I'm 28 and a mother to a beautiful soon to be 8 month old girl. She truly is the most amazing little baby and I am very lucky.

But I can't shake the feeling of loneliness and the terrible itch of boredom. I feel increasingly unfulfilled every single day.

I know I'm looking for something to sink my teeth into but it's difficult to find what that thing is that will make me happy.

Being a lone parent is so difficult. I'm broke and we're sat in temporary accommodation waiting to be housed by our council and we've been waiting for 6 months now. It'll undoubtedly be 6 more.

But even then I'm sat wondering if I'll be happy then? I'm constantly sat wondering when I'll be happy.

I'm grateful. Of course I'm grateful. To have what I have but it doesn't feel like it's enough right now. I spend hours on the internet between her naps pondering if anyone else out there feels the way that I do and what they did to break the unbearable cycle.

I cry at night because of it and I just never imagined my life being this way.

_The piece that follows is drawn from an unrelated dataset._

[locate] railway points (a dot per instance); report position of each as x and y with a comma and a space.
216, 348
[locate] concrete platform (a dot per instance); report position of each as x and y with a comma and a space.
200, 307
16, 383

As happy as her development makes me it simply isn't enough for me to be fulfilled with myself and my own life.

Is college the answer? A relationship? I have a thousand questions and zero answers and one thing I know for sure is that I don't want to spend another day feeling like I do right now.

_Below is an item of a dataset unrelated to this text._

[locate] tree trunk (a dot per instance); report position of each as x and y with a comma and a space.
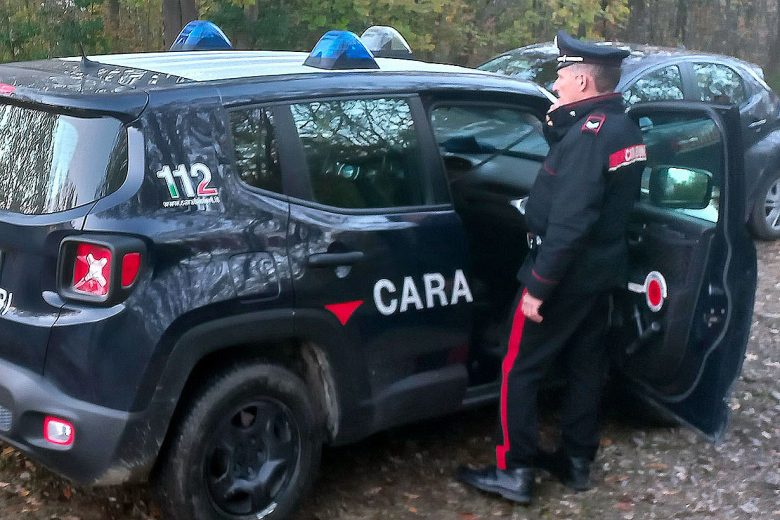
773, 60
176, 14
681, 22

Has anybody out there beaten this ground Hogg day?

OP posts:
Are your children’s vaccines up to date?
TheMotherofAllDilemmas · 29/01/2020 23:33

I’m sorry you are feeling like this but I’m not surprised. You are going through a very difficult situation and it is difficult to plan ahead and start building up a future when there is so much uncertainty in your life.

I’m sure that once you are out of temporary accommodation you will feel much better. I really don’t think trying to find a relationship is the best option in your current circumstances, but finding more single mums may be the best way to find company and the right source of support at this time.

I found a nice group through an association of separated parents, but you can ask your health visitor about organised groups or other mums raising babies on their own who may be happy to have your contact details passed to them.

PumpkinP · 30/01/2020 10:35

Yeh I wouldn’t be trying to find a relationship with how you’re feeling at the moment either. I would worry you would become dependent on them. I would try to make some other friends, baby groups? Do you have any friends that you meet up with?